C3 Anomaly (JSON Enforcement Without Grounding)

  • Trigger — The enforced JavaScript Object Notation (JSON) output guard is activated, but database‑grounded context injection and fixed vocabulary constraints are not. Mandatory entity fields in the JSON schema create slot‑filling pressure, forcing the model to populate tool‑name slots using training‑data priors, which drastically increases hallucination. The source reports a +10.1 percentage‑point increase for Generation 1 and +15.1 percentage‑point increase for Generation 2 over the unconstrained baseline.
  • Guard — This failure is prevented by the full stack, specifically by adding database‑grounded context injection and fixed vocabulary constraints. Those two mechanisms provide the grounding necessary to fill the slots correctly.
  • Posture — fail‑soft. The model continues to generate tool recommendations, but the hallucination rate is worse than if no guard were applied.
  • Operator signal — The metric hallucination rate (HR) shows a sharp increase above the unconstrained baseline; the C3 anomaly is named in the source.
  • Recovery — Reconfigure the system to include database‑grounded context injection and fixed vocabulary constraints. No automatic retry is implemented.
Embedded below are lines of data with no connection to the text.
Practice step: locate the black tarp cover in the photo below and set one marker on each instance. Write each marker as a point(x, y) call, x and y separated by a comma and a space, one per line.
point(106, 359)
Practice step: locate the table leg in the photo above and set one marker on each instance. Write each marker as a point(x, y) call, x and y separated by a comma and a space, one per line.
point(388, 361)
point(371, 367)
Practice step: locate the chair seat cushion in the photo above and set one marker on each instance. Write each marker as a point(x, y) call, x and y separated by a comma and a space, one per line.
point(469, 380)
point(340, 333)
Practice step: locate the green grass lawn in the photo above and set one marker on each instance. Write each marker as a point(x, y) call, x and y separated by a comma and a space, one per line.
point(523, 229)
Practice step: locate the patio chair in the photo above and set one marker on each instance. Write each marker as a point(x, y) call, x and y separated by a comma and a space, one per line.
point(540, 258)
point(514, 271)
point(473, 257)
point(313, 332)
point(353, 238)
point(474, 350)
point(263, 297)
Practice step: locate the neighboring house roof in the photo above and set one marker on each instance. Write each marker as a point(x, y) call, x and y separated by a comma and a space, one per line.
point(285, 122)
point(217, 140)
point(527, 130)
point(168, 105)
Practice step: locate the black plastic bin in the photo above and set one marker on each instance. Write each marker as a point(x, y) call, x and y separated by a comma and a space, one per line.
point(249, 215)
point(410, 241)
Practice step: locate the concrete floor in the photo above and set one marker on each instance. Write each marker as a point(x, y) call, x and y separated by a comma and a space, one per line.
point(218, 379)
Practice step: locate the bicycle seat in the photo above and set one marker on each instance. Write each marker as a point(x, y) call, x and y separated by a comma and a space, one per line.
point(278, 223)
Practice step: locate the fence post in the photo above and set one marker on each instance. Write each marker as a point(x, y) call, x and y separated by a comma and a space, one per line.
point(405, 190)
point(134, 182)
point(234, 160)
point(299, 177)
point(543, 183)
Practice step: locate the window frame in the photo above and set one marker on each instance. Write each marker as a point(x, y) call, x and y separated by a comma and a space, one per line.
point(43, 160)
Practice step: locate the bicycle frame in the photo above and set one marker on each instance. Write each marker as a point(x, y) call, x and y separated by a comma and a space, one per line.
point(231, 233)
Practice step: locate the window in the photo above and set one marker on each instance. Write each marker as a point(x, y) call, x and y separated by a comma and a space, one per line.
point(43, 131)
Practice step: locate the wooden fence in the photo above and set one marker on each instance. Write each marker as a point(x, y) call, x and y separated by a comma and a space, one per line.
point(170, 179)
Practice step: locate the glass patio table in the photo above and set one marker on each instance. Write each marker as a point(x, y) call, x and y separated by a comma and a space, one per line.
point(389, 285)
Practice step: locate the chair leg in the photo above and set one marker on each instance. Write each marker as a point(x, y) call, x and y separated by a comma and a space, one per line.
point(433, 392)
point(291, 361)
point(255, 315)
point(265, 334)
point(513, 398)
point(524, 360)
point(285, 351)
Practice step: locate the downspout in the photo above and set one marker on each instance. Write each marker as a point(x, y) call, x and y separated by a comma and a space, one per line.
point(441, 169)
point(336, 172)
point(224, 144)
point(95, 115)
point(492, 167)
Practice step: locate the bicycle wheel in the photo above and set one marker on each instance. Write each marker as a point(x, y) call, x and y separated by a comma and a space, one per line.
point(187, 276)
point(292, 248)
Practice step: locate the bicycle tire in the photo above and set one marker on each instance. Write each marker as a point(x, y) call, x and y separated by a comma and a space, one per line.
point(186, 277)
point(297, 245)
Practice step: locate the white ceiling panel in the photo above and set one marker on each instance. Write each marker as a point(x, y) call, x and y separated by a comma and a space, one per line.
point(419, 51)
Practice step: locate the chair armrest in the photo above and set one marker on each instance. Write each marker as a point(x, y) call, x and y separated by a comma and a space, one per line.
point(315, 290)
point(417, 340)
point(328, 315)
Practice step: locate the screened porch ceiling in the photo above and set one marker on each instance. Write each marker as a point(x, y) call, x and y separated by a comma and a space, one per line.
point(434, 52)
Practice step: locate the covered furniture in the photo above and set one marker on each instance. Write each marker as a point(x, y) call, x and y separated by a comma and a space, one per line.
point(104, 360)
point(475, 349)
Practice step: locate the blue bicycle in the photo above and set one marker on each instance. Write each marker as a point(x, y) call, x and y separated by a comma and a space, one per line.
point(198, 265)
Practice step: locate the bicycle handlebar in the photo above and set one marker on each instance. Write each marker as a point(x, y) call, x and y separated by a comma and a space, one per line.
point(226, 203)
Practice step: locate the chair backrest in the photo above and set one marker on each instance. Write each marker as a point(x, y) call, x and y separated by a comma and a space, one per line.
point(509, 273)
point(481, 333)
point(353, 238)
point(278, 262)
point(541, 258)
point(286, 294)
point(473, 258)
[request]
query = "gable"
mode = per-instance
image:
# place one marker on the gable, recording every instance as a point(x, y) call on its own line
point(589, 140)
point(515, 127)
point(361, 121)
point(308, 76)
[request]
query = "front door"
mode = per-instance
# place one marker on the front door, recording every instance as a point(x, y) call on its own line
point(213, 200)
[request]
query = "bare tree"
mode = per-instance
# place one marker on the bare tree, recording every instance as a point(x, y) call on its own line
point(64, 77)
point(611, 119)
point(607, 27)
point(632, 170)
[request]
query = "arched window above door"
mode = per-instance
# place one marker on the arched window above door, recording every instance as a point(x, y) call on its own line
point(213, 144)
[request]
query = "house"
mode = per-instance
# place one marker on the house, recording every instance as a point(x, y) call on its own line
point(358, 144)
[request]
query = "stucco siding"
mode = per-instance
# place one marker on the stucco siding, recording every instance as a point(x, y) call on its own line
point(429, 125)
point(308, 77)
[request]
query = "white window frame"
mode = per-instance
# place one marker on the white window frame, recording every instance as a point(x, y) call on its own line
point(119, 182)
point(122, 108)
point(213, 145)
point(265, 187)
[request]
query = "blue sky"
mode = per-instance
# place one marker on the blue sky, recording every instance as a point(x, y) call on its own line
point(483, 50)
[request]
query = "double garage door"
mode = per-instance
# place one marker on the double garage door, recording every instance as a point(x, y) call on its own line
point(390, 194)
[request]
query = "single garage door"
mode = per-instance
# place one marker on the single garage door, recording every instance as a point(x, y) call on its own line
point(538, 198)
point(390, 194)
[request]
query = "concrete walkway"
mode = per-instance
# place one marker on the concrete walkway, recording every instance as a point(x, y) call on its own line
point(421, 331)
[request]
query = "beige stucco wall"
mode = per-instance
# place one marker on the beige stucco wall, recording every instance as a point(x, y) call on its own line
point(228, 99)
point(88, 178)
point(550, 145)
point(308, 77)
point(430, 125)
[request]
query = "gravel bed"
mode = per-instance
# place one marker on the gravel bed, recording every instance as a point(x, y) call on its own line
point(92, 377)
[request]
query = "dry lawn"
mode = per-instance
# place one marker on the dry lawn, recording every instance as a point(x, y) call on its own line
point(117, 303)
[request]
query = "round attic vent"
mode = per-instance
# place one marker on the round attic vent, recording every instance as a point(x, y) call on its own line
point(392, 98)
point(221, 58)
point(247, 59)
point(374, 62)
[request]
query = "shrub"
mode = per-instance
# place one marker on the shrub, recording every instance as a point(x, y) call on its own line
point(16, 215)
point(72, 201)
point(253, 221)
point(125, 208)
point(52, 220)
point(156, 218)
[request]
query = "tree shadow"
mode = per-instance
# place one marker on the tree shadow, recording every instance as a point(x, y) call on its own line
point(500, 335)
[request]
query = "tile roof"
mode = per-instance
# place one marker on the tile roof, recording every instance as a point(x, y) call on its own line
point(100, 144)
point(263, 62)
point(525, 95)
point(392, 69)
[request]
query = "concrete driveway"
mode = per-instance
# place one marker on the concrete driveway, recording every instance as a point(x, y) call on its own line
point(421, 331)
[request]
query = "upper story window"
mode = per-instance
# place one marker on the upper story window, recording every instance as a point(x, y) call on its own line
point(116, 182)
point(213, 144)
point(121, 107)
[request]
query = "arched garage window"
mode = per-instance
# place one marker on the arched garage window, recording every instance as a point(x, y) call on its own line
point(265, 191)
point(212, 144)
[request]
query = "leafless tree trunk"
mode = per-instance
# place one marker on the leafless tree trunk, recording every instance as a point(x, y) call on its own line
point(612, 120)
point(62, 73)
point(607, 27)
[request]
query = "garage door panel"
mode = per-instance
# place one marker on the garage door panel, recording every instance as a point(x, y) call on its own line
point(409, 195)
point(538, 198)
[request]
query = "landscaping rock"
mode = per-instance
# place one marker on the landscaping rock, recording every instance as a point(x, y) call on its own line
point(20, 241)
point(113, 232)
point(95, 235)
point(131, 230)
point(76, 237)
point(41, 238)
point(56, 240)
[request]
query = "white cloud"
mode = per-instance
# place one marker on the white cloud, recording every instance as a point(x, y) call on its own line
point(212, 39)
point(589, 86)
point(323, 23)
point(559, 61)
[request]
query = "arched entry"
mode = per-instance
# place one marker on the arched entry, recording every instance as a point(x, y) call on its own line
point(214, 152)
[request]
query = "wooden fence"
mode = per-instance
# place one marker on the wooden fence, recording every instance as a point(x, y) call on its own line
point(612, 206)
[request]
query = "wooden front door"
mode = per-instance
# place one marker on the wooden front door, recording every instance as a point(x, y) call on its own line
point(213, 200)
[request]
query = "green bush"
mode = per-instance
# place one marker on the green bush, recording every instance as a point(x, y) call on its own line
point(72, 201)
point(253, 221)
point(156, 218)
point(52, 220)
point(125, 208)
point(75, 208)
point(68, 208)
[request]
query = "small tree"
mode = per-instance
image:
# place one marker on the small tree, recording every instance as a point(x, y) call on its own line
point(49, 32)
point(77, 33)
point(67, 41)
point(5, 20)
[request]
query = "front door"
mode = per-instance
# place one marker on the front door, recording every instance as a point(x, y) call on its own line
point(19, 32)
Slot‑Filling Pressure from Mandatory JSON Fields

  • Trigger — When enforced JSON output is active (without grounding) and the JSON schema includes mandatory entity fields, the model experiences slot‑filling pressure. It is forced to produce a value for every required field, even when no correct value is known, leading to insertion of training‑data priors.
  • Guard — The guard that prevents this is fixed vocabulary constraints, which restricts the possible values for tool‑name slots to a verified list. The source explicitly hypothesizes that providing a grounding vocabulary avoids the slot‑filling pressure.
  • Posture — fail‑soft. The model still generates JSON output, but the tool‑name slots may contain hallucinated or irrelevant entries.
  • Operator signal — Elevated hallucination rate; the operator may notice that tool names are plausible but incorrect, matching training‑data patterns rather than the platform inventory.
  • Recovery — Add fixed vocabulary constraints as a guard. No automatic fallback or retry is defined.

Guardrail Classifier Safety Holes

  • Trigger — A harmful prompt (e.g., a universal jailbreak) is sent to the system. The Guardrail Classifier fails to block it because the representation of that prompt lies outside the convex hull used for certification, or because the classifier’s coverage collapses at certain thresholds. The source (Kezins et al.) shows that every hyper‑rectangle configuration returns SAT (exposing safety holes) and that BERT’s coverage drops to 55% at the optimal threshold.
  • Guard — The Guardrail Classifier itself is the intended guard, but the formal analysis reveals it provides no strict guarantee. The source identifies hyper‑rectangle and Gaussian Mixture Model certificates as evaluation tools, not operational guards.
  • Posture — fail‑soft (or fail‑open if the classifier misses the attack). The system continues processing the harmful prompt; the safety violation occurs without interruption.
  • Operator signal — A post‑deployment red‑team test or audit would find that a harmful prompt bypassed the classifier. No immediate runtime alert is specified.
  • Recovery — Retrain or retune the Guardrail Classifier, possibly using updated adversarial data or switching to a classifier with more robust coverage (e.g., GPT‑2 or Llama‑3.1‑8B, which maintain 90% and 80% coverage respectively). Manual intervention to block the harmful output after detection.